Spectral branes

TL;DR

This paper introduces spectral branes (S-branes) in string theory, exploring their properties, boundary conditions, and dualities, including their relation to D-branes and open strings, with implications for non-commutative geometry.

Contribution

It presents the concept of spectral branes with non-local spectral boundary conditions and analyzes their properties, dualities, and relation to D-branes in string theory.

Findings

S-branes can be commutative or non-commutative depending on boundary conditions.

T-duality maps S-branes to other S-branes.
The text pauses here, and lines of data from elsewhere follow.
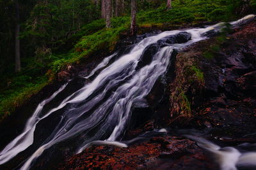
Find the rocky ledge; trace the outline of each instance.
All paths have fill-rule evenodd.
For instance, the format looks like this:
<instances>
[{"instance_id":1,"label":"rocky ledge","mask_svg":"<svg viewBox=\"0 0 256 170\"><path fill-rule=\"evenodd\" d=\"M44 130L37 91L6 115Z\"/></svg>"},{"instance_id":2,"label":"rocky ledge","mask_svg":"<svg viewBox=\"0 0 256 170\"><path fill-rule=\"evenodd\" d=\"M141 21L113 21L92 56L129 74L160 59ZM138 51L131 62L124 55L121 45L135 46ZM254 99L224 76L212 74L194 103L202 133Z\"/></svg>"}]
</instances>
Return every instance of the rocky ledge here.
<instances>
[{"instance_id":1,"label":"rocky ledge","mask_svg":"<svg viewBox=\"0 0 256 170\"><path fill-rule=\"evenodd\" d=\"M207 132L204 138L222 146L256 142L256 22L185 49L171 65L175 73L169 71L167 75L170 92L166 97L169 99L164 105L168 109L156 107L154 116L143 125L131 128L124 138L162 126L204 129ZM156 94L151 92L148 103L154 101ZM67 158L58 167L218 168L195 141L170 133L128 148L93 146Z\"/></svg>"}]
</instances>

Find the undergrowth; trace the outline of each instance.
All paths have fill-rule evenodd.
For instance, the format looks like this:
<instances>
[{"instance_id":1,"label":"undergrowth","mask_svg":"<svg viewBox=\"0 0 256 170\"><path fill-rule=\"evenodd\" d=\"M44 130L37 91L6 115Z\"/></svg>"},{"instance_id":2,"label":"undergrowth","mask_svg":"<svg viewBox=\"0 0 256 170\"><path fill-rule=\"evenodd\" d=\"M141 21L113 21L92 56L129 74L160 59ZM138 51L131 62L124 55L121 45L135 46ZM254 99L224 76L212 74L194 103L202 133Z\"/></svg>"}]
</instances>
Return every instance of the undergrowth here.
<instances>
[{"instance_id":1,"label":"undergrowth","mask_svg":"<svg viewBox=\"0 0 256 170\"><path fill-rule=\"evenodd\" d=\"M227 1L188 0L181 3L173 1L172 9L166 10L165 3L156 10L141 11L137 15L139 25L191 24L200 21L225 21L236 17L231 15L232 8ZM255 3L254 3L255 4ZM254 5L255 6L255 5ZM231 16L231 17L230 17ZM52 53L41 58L28 57L22 59L22 71L19 73L5 73L1 75L0 117L10 114L24 104L28 99L51 82L56 74L67 64L79 62L102 50L113 51L120 34L127 32L130 17L112 19L111 29L105 29L103 20L98 20L84 25L76 34L58 42ZM214 47L218 50L218 46ZM212 57L206 52L205 57ZM10 64L10 68L13 64ZM204 74L196 67L191 68L201 81ZM183 96L187 110L189 101Z\"/></svg>"}]
</instances>

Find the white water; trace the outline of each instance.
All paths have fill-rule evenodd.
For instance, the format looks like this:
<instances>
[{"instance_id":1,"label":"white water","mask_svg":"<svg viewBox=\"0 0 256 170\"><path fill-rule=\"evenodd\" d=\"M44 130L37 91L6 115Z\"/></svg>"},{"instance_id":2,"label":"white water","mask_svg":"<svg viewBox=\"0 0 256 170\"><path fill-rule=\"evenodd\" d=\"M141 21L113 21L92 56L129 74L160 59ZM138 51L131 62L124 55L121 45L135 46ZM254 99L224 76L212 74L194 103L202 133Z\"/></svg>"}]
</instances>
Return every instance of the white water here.
<instances>
[{"instance_id":1,"label":"white water","mask_svg":"<svg viewBox=\"0 0 256 170\"><path fill-rule=\"evenodd\" d=\"M234 147L223 147L200 137L186 136L196 141L214 158L221 170L236 170L239 166L256 166L256 152L241 153Z\"/></svg>"},{"instance_id":2,"label":"white water","mask_svg":"<svg viewBox=\"0 0 256 170\"><path fill-rule=\"evenodd\" d=\"M244 18L243 20L251 18ZM230 24L236 25L237 22ZM105 138L109 141L107 144L117 144L114 141L125 131L132 106L136 104L143 106L146 104L144 97L150 92L157 79L166 71L173 49L180 49L204 39L206 38L202 37L202 34L211 29L218 31L222 25L186 31L191 34L191 40L186 43L174 44L161 48L152 57L151 63L138 70L135 68L148 45L167 36L177 34L181 31L166 31L146 38L134 45L129 53L121 56L108 66L107 65L109 60L116 54L107 57L90 74L85 77L89 78L96 71L106 67L91 83L65 97L60 104L44 114L42 112L45 105L64 90L67 85L63 85L51 97L38 106L23 132L1 152L0 164L8 162L33 145L34 133L38 124L60 110L63 111L60 122L56 125L54 131L42 143L41 146L26 161L22 169L29 169L32 162L52 145L81 133L84 134L84 139L82 145L77 146L77 152L88 146L88 143L100 139L109 132L109 136ZM107 94L109 94L109 91L116 87L116 89L111 92L110 95L108 94L109 96L107 96ZM103 90L100 90L102 87ZM97 93L100 90L102 91ZM95 95L92 95L95 93ZM104 97L106 99L102 101ZM96 127L98 131L93 136L90 136L87 132Z\"/></svg>"}]
</instances>

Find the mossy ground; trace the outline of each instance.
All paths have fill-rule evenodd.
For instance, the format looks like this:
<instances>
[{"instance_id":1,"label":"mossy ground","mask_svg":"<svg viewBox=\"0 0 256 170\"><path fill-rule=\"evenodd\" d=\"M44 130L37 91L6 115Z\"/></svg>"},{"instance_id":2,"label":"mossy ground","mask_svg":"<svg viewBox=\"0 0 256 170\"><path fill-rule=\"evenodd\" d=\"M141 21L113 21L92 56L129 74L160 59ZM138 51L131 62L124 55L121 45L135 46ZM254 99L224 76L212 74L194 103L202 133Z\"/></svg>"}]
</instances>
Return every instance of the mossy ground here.
<instances>
[{"instance_id":1,"label":"mossy ground","mask_svg":"<svg viewBox=\"0 0 256 170\"><path fill-rule=\"evenodd\" d=\"M138 25L142 29L152 26L161 28L164 25L193 24L202 21L225 21L237 17L232 15L230 18L226 1L174 1L172 6L172 9L166 10L165 4L163 4L158 9L140 11ZM0 117L13 111L42 87L52 82L56 74L67 65L84 61L100 50L113 51L120 35L129 32L129 16L114 18L112 27L106 29L103 20L93 21L84 25L71 38L63 39L62 45L52 49L52 53L44 60L38 61L34 57L22 59L20 73L1 75ZM72 50L67 52L69 48ZM192 69L199 79L203 78L197 68Z\"/></svg>"}]
</instances>

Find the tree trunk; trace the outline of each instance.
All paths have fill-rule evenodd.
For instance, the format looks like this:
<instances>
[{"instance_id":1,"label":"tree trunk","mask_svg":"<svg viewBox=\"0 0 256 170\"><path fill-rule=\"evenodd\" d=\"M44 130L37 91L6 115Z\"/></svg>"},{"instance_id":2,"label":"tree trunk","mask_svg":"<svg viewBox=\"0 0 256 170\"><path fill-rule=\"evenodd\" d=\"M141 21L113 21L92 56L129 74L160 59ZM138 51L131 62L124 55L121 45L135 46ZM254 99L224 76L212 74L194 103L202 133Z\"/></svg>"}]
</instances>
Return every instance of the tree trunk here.
<instances>
[{"instance_id":1,"label":"tree trunk","mask_svg":"<svg viewBox=\"0 0 256 170\"><path fill-rule=\"evenodd\" d=\"M99 5L99 0L93 0L93 3L97 6L98 6L98 5Z\"/></svg>"},{"instance_id":2,"label":"tree trunk","mask_svg":"<svg viewBox=\"0 0 256 170\"><path fill-rule=\"evenodd\" d=\"M136 0L131 1L131 35L134 36L136 31L136 17L137 13Z\"/></svg>"},{"instance_id":3,"label":"tree trunk","mask_svg":"<svg viewBox=\"0 0 256 170\"><path fill-rule=\"evenodd\" d=\"M167 9L172 8L172 0L167 0Z\"/></svg>"},{"instance_id":4,"label":"tree trunk","mask_svg":"<svg viewBox=\"0 0 256 170\"><path fill-rule=\"evenodd\" d=\"M15 0L15 71L20 71L20 6L19 0Z\"/></svg>"},{"instance_id":5,"label":"tree trunk","mask_svg":"<svg viewBox=\"0 0 256 170\"><path fill-rule=\"evenodd\" d=\"M105 0L106 3L106 27L110 28L111 26L111 1L112 0Z\"/></svg>"},{"instance_id":6,"label":"tree trunk","mask_svg":"<svg viewBox=\"0 0 256 170\"><path fill-rule=\"evenodd\" d=\"M106 1L108 0L101 1L101 18L104 19L106 19Z\"/></svg>"},{"instance_id":7,"label":"tree trunk","mask_svg":"<svg viewBox=\"0 0 256 170\"><path fill-rule=\"evenodd\" d=\"M115 10L115 15L116 17L120 16L120 0L116 0L116 6Z\"/></svg>"}]
</instances>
Duality transformations relate S-branes to D-branes and open strings.

Abstract

We study the objects (called spectral branes or S-branes) which are obtained by imposing non-local spectral boundary conditions at the boundary of the world sheet of the bosonic string. They possess many nice properties which make them an ideal test ground for the string theory methods. Depending on a particular choice of the boundary operator S-branes may be commutative or non-commutative. We demonstrate that projection of the B-field on the brane directions (i.e. on the components which actually influence the boundary conditions) is done with the help of the chirality operator. We show that the T-duality transformation maps an S-brane to another S-brane. At the expense of introducing non-local interactions in the bulk we construct also a duality transformation between S-branes and D-branes or open strings.